Quindi bisogna evitare rischi inutili. Niente “caccia al malato” tramite controlli effettuati spesso da persone senza alcuna qualifica medica. E attenzione ai controlli svolti all’ingresso delle sedi in modo che qualsiasi visitatore ne possa venire a conoscenza e senza dare indicazioni su cosa avvenga delle informazioni raccolte. Si tratta di dati personali e la semplice rilevazione della temperatura è un trattamento di dati personali, anche se non vengono annotati. Sono attività che devono conformarsi alla normativa sul trattamento dei dati personali che in primis prevede il principio di minimizzazione: solo i dati strettamente necessari possono essere trattati.

Resta fermo l’obbligo del lavoratore di segnalare al datore di lavoro qualsiasi situazione di pericolo per la salute e la sicurezza sui luoghi di lavoro.  Al riguardo, il ministro per la Pubblica Amministrazione ha recentemente fornito indicazioni operative circa l’obbligo per il dipendente pubblico e per chi opera a vario titolo presso la P.A. di segnalare all’amministrazione di provenire da un’area a rischio.
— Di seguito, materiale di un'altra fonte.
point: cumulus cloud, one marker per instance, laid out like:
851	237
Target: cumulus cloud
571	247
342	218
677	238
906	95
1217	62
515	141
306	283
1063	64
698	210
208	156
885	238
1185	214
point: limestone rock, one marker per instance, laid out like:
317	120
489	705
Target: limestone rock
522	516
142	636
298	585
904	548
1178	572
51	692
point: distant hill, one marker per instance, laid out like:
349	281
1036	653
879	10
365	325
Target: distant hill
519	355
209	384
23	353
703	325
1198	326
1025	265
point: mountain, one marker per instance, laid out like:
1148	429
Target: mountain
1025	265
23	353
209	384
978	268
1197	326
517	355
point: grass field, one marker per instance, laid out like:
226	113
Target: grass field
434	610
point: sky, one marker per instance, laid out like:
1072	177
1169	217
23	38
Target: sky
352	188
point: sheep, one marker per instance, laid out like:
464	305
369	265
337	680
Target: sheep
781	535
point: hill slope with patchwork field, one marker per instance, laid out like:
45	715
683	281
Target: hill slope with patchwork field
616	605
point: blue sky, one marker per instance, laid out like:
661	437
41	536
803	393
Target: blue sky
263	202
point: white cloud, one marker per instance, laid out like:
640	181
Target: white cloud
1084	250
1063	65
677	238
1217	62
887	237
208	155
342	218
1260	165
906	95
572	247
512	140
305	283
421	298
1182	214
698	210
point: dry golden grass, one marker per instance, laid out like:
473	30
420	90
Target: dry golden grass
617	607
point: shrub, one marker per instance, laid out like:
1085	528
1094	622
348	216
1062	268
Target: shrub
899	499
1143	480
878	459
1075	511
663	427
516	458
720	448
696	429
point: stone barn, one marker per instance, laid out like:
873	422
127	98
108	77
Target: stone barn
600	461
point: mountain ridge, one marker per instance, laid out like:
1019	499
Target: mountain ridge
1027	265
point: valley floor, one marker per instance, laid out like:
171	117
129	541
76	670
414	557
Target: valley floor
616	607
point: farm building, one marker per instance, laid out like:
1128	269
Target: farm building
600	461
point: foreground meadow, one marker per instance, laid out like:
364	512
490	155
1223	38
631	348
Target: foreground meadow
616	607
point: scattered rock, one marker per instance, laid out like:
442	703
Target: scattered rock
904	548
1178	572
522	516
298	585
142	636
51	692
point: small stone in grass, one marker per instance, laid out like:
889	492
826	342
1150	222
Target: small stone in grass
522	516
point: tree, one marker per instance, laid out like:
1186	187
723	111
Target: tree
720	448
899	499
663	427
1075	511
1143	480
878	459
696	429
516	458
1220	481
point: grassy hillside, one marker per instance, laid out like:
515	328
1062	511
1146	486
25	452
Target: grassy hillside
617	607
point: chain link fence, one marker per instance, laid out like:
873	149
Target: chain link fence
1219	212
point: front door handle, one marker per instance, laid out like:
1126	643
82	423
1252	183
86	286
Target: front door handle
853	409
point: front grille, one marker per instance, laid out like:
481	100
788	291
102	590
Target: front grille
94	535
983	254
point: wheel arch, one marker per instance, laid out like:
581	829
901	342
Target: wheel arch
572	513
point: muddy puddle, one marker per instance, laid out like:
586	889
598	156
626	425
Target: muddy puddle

In tale quadro il datore di lavoro  può invitare i propri dipendenti a fare, ove necessario, tali comunicazioni agevolando le modalità di inoltro delle stesse, anche  predisponendo canali dedicati; permangono altresì i compiti del datore di lavoro relativi alla necessità di comunicare agli organi preposti l’eventuale variazione del rischio “biologico” derivante dal Coronavirus per la salute sul posto di lavoro e gli altri adempimenti connessi alla sorveglianza sanitaria sui lavoratori per il tramite del medico competente, come, ad esempio, la possibilità di sottoporre a una visita straordinaria i lavoratori più esposti.

Le autorità competenti hanno, inoltre, già previsto le misure di prevenzione generale alle quali ciascun titolare dovrà attenersi per assicurare l’accesso dei visitatori a tutti i locali aperti al pubblico nel rispetto delle disposizioni d’urgenza adottate.

Pertanto, il Garante, accogliendo l’invito delle istituzioni competenti a un necessario coordinamento sul territorio nazionale delle misure in materia di Coronavirus, invita tutti i titolari del trattamento ad attenersi scrupolosamente alle indicazioni fornite dal Ministero della salute e  dalle istituzioni competenti per la prevenzione della diffusione del Coronavirus, senza effettuare iniziative autonome che prevedano la raccolta di dati anche sulla salute di utenti e lavoratori che non siano normativamente previste o disposte dagli organi competenti.